LONDON - The British pound rose to its highest level since May 5 on Tuesday as strong labour market data reinforced expectations that the Bank of England (BoE) will need to continue raising interest rates to fight high inflation.
Britain's unemployment rate fell to its lowest since 1974 in the first three months of this year, while total pay was up 7.0% on a year earlier, far exceeding economists' average forecast of a 5.4% rise as companies resorted to bonuses to attract or keep staff.
The BoE is closely watching the labour market, as it fears that higher-than-normal pay growth could see the current energy-driven surge in inflation become entrenched.
Money markets are currently fully pricing in another 25-basis-point interest rate rise at the BoE's June meeting and a total of 117 basis points of tightening by the end of the year.
"Although consumer purchasing power is set to be eroded further by an apocalyptic rise in food prices, that is not likely to deter the Bank of England from the necessity of having to be tougher with its monetary policy given that wage growth is fast becoming another inflationary pressure," said Susannah Streeter, senior investment and markets analyst at Hargreaves Lansdown.
Expectations of rising interest rates usually boost the value of a currency.
At 0830 GMT, sterling was up 1.3% against the U.S. dollar at $1.2479, its highest level since the Bank of England's last policy announcement, on May 5.
Against the euro, the pound was up 0.7% at 84.08 pence.
Sterling traders are also keeping an eye on the latest developments relating to Northern Ireland.

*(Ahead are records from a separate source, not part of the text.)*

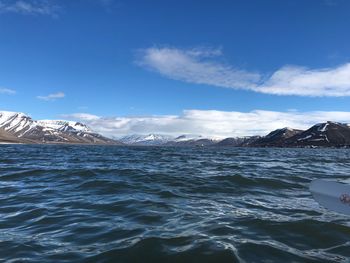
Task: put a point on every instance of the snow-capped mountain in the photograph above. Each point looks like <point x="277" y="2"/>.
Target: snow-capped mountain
<point x="65" y="126"/>
<point x="150" y="139"/>
<point x="49" y="131"/>
<point x="276" y="137"/>
<point x="323" y="134"/>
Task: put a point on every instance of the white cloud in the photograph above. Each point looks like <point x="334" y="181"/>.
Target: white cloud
<point x="52" y="97"/>
<point x="7" y="91"/>
<point x="29" y="7"/>
<point x="210" y="122"/>
<point x="196" y="66"/>
<point x="200" y="67"/>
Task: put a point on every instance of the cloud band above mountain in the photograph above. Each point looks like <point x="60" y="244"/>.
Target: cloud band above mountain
<point x="199" y="66"/>
<point x="209" y="122"/>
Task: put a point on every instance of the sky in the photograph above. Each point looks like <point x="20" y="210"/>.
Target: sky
<point x="216" y="68"/>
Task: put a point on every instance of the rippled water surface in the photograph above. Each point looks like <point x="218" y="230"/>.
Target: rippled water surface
<point x="152" y="204"/>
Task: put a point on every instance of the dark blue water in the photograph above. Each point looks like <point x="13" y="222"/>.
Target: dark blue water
<point x="150" y="204"/>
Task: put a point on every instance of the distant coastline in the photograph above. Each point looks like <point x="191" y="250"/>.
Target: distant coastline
<point x="18" y="128"/>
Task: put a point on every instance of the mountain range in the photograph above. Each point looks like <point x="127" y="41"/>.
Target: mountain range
<point x="17" y="127"/>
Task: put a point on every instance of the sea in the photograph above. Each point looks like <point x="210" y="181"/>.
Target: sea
<point x="61" y="203"/>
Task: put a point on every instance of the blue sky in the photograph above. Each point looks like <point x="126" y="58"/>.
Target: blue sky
<point x="129" y="61"/>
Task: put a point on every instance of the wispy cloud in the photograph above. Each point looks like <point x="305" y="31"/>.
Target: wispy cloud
<point x="209" y="122"/>
<point x="196" y="66"/>
<point x="201" y="66"/>
<point x="52" y="97"/>
<point x="7" y="91"/>
<point x="29" y="7"/>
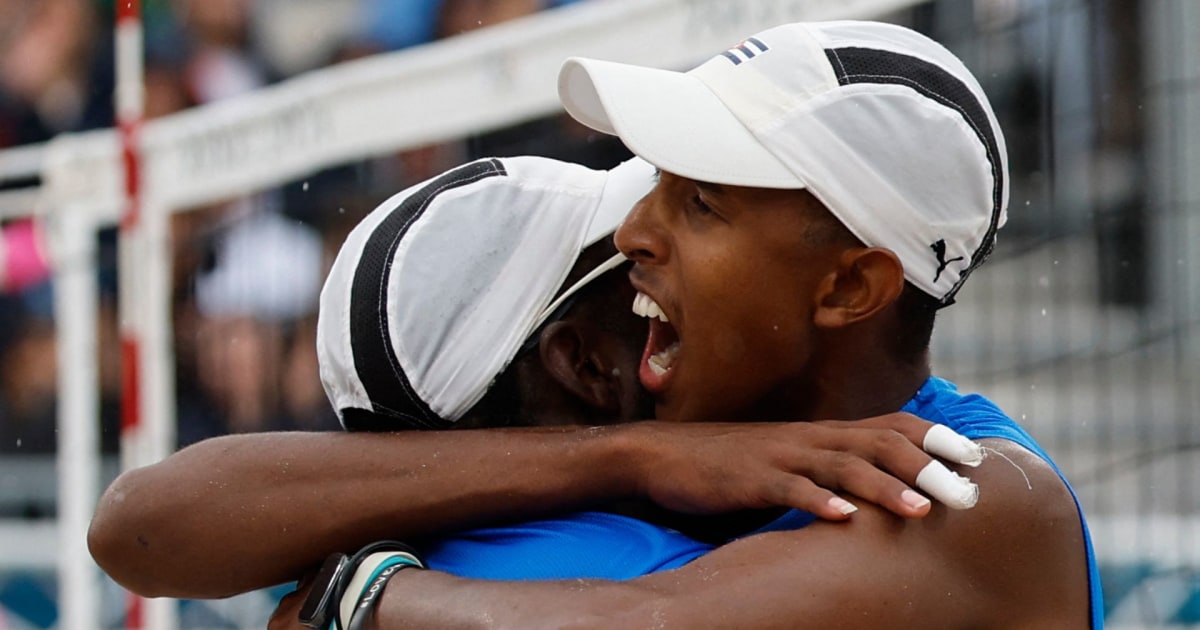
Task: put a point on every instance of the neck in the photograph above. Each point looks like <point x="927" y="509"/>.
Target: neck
<point x="852" y="385"/>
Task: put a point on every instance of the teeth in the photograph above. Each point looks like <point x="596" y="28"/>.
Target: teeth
<point x="646" y="306"/>
<point x="661" y="361"/>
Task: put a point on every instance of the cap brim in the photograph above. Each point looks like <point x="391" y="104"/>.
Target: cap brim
<point x="624" y="186"/>
<point x="671" y="120"/>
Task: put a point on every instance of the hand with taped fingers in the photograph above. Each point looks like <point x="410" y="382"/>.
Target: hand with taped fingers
<point x="703" y="468"/>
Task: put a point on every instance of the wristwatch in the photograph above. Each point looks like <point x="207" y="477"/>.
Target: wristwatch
<point x="341" y="573"/>
<point x="321" y="605"/>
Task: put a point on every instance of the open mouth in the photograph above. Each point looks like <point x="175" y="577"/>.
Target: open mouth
<point x="661" y="345"/>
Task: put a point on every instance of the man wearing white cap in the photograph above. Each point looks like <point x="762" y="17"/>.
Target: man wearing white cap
<point x="486" y="297"/>
<point x="825" y="189"/>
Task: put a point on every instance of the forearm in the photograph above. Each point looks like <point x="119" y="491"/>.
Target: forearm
<point x="240" y="513"/>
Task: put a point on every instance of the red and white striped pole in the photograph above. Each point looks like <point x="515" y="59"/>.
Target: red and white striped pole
<point x="130" y="109"/>
<point x="145" y="437"/>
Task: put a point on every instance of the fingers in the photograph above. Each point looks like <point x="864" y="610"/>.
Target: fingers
<point x="945" y="485"/>
<point x="945" y="443"/>
<point x="875" y="463"/>
<point x="936" y="439"/>
<point x="808" y="490"/>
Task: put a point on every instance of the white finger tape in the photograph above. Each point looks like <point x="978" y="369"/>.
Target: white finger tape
<point x="945" y="485"/>
<point x="943" y="442"/>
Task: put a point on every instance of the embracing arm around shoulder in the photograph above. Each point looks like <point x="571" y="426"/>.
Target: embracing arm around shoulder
<point x="1015" y="561"/>
<point x="240" y="513"/>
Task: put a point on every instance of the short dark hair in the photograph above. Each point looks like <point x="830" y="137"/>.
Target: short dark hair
<point x="915" y="315"/>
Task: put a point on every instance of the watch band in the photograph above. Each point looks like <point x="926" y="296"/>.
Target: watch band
<point x="367" y="582"/>
<point x="345" y="592"/>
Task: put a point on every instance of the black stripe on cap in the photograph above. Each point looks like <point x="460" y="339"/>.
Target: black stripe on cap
<point x="868" y="65"/>
<point x="395" y="405"/>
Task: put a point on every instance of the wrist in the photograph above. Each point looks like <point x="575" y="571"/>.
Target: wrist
<point x="347" y="589"/>
<point x="628" y="457"/>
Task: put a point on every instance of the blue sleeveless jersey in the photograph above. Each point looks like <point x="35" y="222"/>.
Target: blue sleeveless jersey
<point x="610" y="546"/>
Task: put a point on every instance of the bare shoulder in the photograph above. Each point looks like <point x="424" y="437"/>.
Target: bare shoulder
<point x="1024" y="539"/>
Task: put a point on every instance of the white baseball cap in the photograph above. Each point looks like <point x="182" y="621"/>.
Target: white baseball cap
<point x="881" y="124"/>
<point x="433" y="293"/>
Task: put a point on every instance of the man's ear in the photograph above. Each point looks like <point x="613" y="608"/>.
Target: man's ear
<point x="574" y="354"/>
<point x="864" y="282"/>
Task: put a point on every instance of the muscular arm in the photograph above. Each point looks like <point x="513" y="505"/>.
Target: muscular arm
<point x="241" y="513"/>
<point x="1017" y="561"/>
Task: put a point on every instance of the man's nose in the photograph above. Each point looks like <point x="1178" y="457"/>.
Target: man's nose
<point x="641" y="238"/>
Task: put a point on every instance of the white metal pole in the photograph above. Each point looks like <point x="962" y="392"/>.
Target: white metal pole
<point x="78" y="454"/>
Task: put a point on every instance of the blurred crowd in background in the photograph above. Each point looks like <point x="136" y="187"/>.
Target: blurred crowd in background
<point x="246" y="273"/>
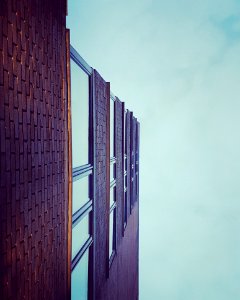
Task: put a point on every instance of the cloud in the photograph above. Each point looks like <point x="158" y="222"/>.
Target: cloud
<point x="176" y="64"/>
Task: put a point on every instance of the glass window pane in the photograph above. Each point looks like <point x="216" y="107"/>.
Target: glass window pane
<point x="125" y="139"/>
<point x="111" y="128"/>
<point x="80" y="115"/>
<point x="80" y="193"/>
<point x="125" y="207"/>
<point x="80" y="234"/>
<point x="80" y="279"/>
<point x="112" y="196"/>
<point x="112" y="175"/>
<point x="111" y="217"/>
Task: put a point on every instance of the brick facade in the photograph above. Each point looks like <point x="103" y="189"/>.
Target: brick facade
<point x="102" y="179"/>
<point x="35" y="154"/>
<point x="33" y="212"/>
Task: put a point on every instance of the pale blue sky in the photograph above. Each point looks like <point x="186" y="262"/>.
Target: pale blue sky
<point x="176" y="64"/>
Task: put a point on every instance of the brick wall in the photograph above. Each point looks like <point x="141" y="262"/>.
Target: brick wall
<point x="33" y="206"/>
<point x="102" y="179"/>
<point x="119" y="169"/>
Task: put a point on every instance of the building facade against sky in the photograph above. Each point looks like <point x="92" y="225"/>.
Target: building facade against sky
<point x="69" y="166"/>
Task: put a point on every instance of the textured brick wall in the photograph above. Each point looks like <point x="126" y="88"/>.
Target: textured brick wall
<point x="128" y="119"/>
<point x="33" y="206"/>
<point x="102" y="178"/>
<point x="119" y="169"/>
<point x="133" y="151"/>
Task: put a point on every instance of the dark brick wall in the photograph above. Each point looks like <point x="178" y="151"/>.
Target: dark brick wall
<point x="119" y="169"/>
<point x="33" y="122"/>
<point x="102" y="179"/>
<point x="120" y="282"/>
<point x="128" y="119"/>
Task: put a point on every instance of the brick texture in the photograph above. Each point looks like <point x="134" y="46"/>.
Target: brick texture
<point x="102" y="178"/>
<point x="33" y="149"/>
<point x="119" y="169"/>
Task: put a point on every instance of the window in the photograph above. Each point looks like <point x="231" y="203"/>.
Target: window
<point x="137" y="162"/>
<point x="112" y="206"/>
<point x="82" y="176"/>
<point x="125" y="169"/>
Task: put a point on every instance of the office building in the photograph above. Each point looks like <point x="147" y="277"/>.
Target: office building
<point x="69" y="181"/>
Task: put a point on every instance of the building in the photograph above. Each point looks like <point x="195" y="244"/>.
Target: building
<point x="69" y="181"/>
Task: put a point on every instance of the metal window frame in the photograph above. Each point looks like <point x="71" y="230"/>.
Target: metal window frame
<point x="83" y="171"/>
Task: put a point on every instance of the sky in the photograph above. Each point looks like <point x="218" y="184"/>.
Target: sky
<point x="176" y="64"/>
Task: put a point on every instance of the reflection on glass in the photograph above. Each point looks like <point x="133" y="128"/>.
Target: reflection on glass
<point x="112" y="196"/>
<point x="125" y="140"/>
<point x="80" y="113"/>
<point x="80" y="193"/>
<point x="79" y="287"/>
<point x="80" y="234"/>
<point x="111" y="128"/>
<point x="111" y="217"/>
<point x="112" y="175"/>
<point x="125" y="207"/>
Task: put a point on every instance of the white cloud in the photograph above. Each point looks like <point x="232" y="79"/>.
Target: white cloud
<point x="176" y="64"/>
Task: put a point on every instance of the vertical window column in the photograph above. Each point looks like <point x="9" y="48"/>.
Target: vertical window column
<point x="125" y="169"/>
<point x="112" y="208"/>
<point x="82" y="176"/>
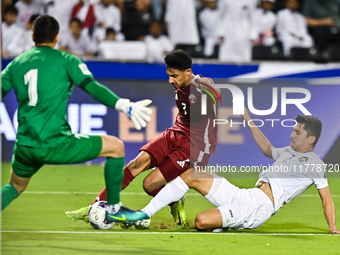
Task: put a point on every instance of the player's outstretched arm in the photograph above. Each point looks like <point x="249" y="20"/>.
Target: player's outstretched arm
<point x="328" y="208"/>
<point x="261" y="140"/>
<point x="138" y="112"/>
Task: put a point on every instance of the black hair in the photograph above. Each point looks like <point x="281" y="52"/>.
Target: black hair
<point x="45" y="29"/>
<point x="33" y="18"/>
<point x="313" y="126"/>
<point x="179" y="60"/>
<point x="110" y="30"/>
<point x="76" y="20"/>
<point x="11" y="9"/>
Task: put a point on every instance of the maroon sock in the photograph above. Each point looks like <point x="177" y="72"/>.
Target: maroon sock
<point x="128" y="177"/>
<point x="101" y="196"/>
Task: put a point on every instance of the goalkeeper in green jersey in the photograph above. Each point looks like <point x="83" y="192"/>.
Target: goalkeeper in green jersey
<point x="42" y="79"/>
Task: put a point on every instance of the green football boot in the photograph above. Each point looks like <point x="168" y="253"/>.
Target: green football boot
<point x="80" y="214"/>
<point x="178" y="213"/>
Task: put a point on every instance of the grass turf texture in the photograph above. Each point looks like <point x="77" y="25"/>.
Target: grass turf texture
<point x="64" y="188"/>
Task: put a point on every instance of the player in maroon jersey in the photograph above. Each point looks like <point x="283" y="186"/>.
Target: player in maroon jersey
<point x="189" y="142"/>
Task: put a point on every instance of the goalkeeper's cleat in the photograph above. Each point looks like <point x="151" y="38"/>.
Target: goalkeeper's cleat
<point x="80" y="214"/>
<point x="143" y="223"/>
<point x="178" y="213"/>
<point x="125" y="214"/>
<point x="218" y="230"/>
<point x="126" y="225"/>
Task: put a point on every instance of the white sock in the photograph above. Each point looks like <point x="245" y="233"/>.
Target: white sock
<point x="172" y="192"/>
<point x="113" y="209"/>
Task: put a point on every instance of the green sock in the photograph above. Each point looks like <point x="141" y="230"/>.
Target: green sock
<point x="8" y="194"/>
<point x="113" y="172"/>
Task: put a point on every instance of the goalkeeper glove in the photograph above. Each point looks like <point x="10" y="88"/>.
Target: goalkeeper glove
<point x="137" y="111"/>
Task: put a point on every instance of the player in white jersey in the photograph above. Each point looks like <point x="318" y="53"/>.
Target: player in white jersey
<point x="290" y="175"/>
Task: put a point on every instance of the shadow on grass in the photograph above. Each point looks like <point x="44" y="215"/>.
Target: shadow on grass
<point x="41" y="249"/>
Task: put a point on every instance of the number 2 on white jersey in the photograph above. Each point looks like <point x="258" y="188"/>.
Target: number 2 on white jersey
<point x="184" y="107"/>
<point x="31" y="77"/>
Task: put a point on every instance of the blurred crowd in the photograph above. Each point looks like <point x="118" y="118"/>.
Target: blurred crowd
<point x="227" y="30"/>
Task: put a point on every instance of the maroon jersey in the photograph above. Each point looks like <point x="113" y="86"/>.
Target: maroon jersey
<point x="190" y="121"/>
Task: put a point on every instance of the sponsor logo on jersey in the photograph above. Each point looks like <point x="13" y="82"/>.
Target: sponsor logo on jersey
<point x="231" y="213"/>
<point x="192" y="98"/>
<point x="303" y="159"/>
<point x="182" y="163"/>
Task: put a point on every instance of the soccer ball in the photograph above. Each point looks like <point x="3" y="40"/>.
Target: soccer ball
<point x="97" y="216"/>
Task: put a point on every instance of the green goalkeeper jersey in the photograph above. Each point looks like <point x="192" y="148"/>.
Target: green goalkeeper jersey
<point x="42" y="79"/>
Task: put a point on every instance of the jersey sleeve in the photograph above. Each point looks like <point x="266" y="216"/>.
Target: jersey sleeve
<point x="6" y="80"/>
<point x="319" y="175"/>
<point x="277" y="152"/>
<point x="78" y="71"/>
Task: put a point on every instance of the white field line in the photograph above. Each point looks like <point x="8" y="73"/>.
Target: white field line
<point x="133" y="193"/>
<point x="168" y="233"/>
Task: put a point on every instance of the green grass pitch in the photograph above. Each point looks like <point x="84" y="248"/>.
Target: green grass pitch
<point x="35" y="223"/>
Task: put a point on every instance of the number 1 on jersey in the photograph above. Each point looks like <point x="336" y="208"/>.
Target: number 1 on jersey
<point x="31" y="77"/>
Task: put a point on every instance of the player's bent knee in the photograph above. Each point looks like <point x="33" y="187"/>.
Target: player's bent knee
<point x="112" y="147"/>
<point x="148" y="185"/>
<point x="200" y="222"/>
<point x="140" y="163"/>
<point x="19" y="187"/>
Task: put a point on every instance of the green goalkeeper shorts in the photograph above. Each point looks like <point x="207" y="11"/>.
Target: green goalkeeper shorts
<point x="26" y="161"/>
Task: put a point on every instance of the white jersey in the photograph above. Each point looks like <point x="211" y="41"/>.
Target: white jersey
<point x="265" y="20"/>
<point x="61" y="10"/>
<point x="11" y="39"/>
<point x="236" y="26"/>
<point x="109" y="15"/>
<point x="291" y="22"/>
<point x="181" y="19"/>
<point x="158" y="47"/>
<point x="209" y="20"/>
<point x="292" y="173"/>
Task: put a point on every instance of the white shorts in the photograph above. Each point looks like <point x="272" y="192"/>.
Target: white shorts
<point x="240" y="208"/>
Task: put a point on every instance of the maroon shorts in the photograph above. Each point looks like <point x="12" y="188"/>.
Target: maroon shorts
<point x="171" y="153"/>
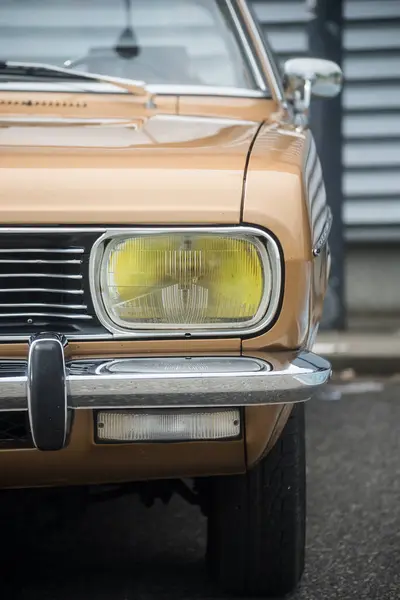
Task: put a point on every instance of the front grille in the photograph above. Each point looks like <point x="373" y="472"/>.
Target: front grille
<point x="44" y="284"/>
<point x="15" y="430"/>
<point x="41" y="283"/>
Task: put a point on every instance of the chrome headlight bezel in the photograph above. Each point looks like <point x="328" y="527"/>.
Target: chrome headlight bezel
<point x="265" y="243"/>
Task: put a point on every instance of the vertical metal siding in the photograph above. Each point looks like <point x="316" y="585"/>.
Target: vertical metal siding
<point x="371" y="99"/>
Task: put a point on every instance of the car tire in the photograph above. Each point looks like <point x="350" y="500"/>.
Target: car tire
<point x="256" y="521"/>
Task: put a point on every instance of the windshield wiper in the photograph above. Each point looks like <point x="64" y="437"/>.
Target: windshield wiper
<point x="138" y="88"/>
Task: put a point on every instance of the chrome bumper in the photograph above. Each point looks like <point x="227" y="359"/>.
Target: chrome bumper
<point x="50" y="387"/>
<point x="174" y="382"/>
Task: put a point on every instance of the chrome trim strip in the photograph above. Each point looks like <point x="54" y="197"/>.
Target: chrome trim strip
<point x="254" y="31"/>
<point x="155" y="89"/>
<point x="177" y="382"/>
<point x="259" y="79"/>
<point x="271" y="254"/>
<point x="323" y="238"/>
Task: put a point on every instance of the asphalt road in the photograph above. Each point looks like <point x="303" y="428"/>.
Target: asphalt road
<point x="123" y="551"/>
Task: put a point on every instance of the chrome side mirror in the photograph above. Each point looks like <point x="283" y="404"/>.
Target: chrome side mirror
<point x="308" y="77"/>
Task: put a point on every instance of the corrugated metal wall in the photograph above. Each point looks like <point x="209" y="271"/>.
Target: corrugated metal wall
<point x="371" y="99"/>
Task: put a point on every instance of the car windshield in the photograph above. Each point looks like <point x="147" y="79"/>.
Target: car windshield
<point x="173" y="42"/>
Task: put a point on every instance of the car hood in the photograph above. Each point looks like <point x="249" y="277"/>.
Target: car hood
<point x="163" y="169"/>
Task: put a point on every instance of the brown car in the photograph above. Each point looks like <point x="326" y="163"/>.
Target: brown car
<point x="163" y="265"/>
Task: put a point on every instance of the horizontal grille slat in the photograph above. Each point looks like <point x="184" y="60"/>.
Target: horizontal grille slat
<point x="30" y="315"/>
<point x="51" y="275"/>
<point x="39" y="291"/>
<point x="13" y="261"/>
<point x="42" y="250"/>
<point x="24" y="305"/>
<point x="46" y="305"/>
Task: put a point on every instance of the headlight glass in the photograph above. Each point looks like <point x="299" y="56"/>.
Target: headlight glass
<point x="185" y="281"/>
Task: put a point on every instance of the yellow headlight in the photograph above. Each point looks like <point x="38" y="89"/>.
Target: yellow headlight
<point x="185" y="280"/>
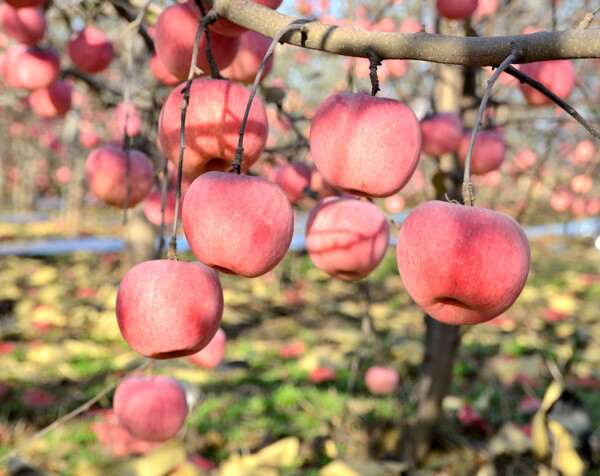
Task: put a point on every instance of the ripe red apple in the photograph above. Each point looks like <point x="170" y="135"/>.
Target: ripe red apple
<point x="91" y="51"/>
<point x="488" y="153"/>
<point x="237" y="224"/>
<point x="161" y="73"/>
<point x="456" y="9"/>
<point x="53" y="101"/>
<point x="293" y="178"/>
<point x="151" y="407"/>
<point x="245" y="66"/>
<point x="558" y="76"/>
<point x="462" y="265"/>
<point x="167" y="309"/>
<point x="174" y="35"/>
<point x="212" y="126"/>
<point x="37" y="67"/>
<point x="105" y="172"/>
<point x="212" y="354"/>
<point x="346" y="238"/>
<point x="355" y="153"/>
<point x="381" y="380"/>
<point x="26" y="25"/>
<point x="225" y="27"/>
<point x="441" y="133"/>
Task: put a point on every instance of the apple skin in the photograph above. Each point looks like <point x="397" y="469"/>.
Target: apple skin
<point x="212" y="354"/>
<point x="168" y="309"/>
<point x="381" y="380"/>
<point x="53" y="101"/>
<point x="38" y="67"/>
<point x="355" y="153"/>
<point x="488" y="154"/>
<point x="237" y="224"/>
<point x="346" y="238"/>
<point x="245" y="66"/>
<point x="151" y="407"/>
<point x="558" y="76"/>
<point x="212" y="126"/>
<point x="456" y="9"/>
<point x="26" y="25"/>
<point x="105" y="173"/>
<point x="293" y="178"/>
<point x="462" y="265"/>
<point x="91" y="51"/>
<point x="225" y="27"/>
<point x="174" y="35"/>
<point x="441" y="133"/>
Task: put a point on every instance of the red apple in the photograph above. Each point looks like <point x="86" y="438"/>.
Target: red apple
<point x="346" y="238"/>
<point x="153" y="207"/>
<point x="151" y="407"/>
<point x="293" y="178"/>
<point x="441" y="133"/>
<point x="462" y="265"/>
<point x="26" y="25"/>
<point x="212" y="354"/>
<point x="456" y="9"/>
<point x="53" y="101"/>
<point x="488" y="153"/>
<point x="38" y="67"/>
<point x="381" y="380"/>
<point x="167" y="309"/>
<point x="174" y="35"/>
<point x="225" y="27"/>
<point x="355" y="153"/>
<point x="212" y="126"/>
<point x="558" y="76"/>
<point x="161" y="73"/>
<point x="245" y="66"/>
<point x="91" y="51"/>
<point x="237" y="224"/>
<point x="105" y="172"/>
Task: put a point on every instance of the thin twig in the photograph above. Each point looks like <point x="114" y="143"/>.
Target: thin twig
<point x="467" y="188"/>
<point x="172" y="253"/>
<point x="86" y="406"/>
<point x="239" y="151"/>
<point x="523" y="78"/>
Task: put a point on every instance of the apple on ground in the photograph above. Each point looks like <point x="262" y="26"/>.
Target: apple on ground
<point x="488" y="153"/>
<point x="26" y="25"/>
<point x="168" y="309"/>
<point x="237" y="224"/>
<point x="151" y="407"/>
<point x="441" y="133"/>
<point x="460" y="264"/>
<point x="106" y="175"/>
<point x="174" y="35"/>
<point x="346" y="238"/>
<point x="381" y="380"/>
<point x="356" y="153"/>
<point x="212" y="126"/>
<point x="212" y="354"/>
<point x="91" y="51"/>
<point x="293" y="178"/>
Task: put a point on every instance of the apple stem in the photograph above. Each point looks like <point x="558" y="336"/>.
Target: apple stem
<point x="523" y="78"/>
<point x="373" y="63"/>
<point x="467" y="187"/>
<point x="298" y="25"/>
<point x="79" y="410"/>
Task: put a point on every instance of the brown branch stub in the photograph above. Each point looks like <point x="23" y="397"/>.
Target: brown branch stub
<point x="467" y="51"/>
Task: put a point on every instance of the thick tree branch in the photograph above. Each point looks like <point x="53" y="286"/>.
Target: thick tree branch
<point x="471" y="51"/>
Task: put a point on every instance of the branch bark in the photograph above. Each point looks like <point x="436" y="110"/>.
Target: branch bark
<point x="467" y="51"/>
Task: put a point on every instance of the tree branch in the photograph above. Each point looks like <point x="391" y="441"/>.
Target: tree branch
<point x="471" y="51"/>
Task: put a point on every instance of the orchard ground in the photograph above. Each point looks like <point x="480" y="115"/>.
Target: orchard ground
<point x="62" y="346"/>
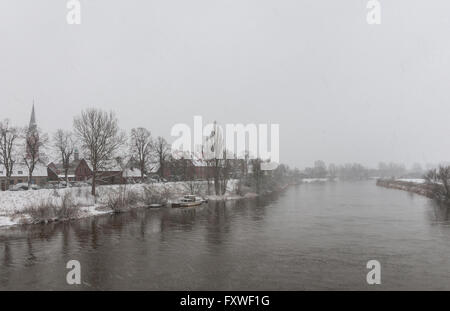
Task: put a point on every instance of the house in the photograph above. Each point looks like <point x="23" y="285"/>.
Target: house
<point x="20" y="170"/>
<point x="119" y="171"/>
<point x="79" y="170"/>
<point x="20" y="175"/>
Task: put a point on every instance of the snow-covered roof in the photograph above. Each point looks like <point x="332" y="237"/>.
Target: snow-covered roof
<point x="132" y="172"/>
<point x="21" y="170"/>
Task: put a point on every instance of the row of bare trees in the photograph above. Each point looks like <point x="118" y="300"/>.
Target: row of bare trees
<point x="98" y="136"/>
<point x="20" y="145"/>
<point x="95" y="132"/>
<point x="439" y="183"/>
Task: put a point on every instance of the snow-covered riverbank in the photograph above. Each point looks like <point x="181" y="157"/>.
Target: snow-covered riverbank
<point x="15" y="205"/>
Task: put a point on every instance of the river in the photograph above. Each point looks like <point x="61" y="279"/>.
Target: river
<point x="310" y="237"/>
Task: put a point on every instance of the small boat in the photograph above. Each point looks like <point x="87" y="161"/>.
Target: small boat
<point x="188" y="201"/>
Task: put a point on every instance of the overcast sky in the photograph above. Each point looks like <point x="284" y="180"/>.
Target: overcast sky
<point x="341" y="90"/>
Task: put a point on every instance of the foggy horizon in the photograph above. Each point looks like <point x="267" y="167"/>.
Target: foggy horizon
<point x="341" y="90"/>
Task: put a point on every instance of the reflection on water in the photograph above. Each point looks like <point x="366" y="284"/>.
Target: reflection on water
<point x="309" y="237"/>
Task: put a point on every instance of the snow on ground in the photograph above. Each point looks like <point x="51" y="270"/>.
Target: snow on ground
<point x="313" y="180"/>
<point x="413" y="180"/>
<point x="7" y="221"/>
<point x="13" y="203"/>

Britain is to set out steps to tackle post-Brexit trade issues in Northern Ireland on Tuesday, but will not introduce a new law this week, Northern Ireland minister Brandon Lewis said.
The EU has warned of legal action and a trade war if London takes any unilateral action over the Northern Ireland protocol governing post-Brexit trade with the province.
"Northern Ireland is a big risk and it isn't priced in," said Naeem Aslam, chief market analyst at Ava Trade.
"We strongly believe that risk is skewed to the downside for sterling."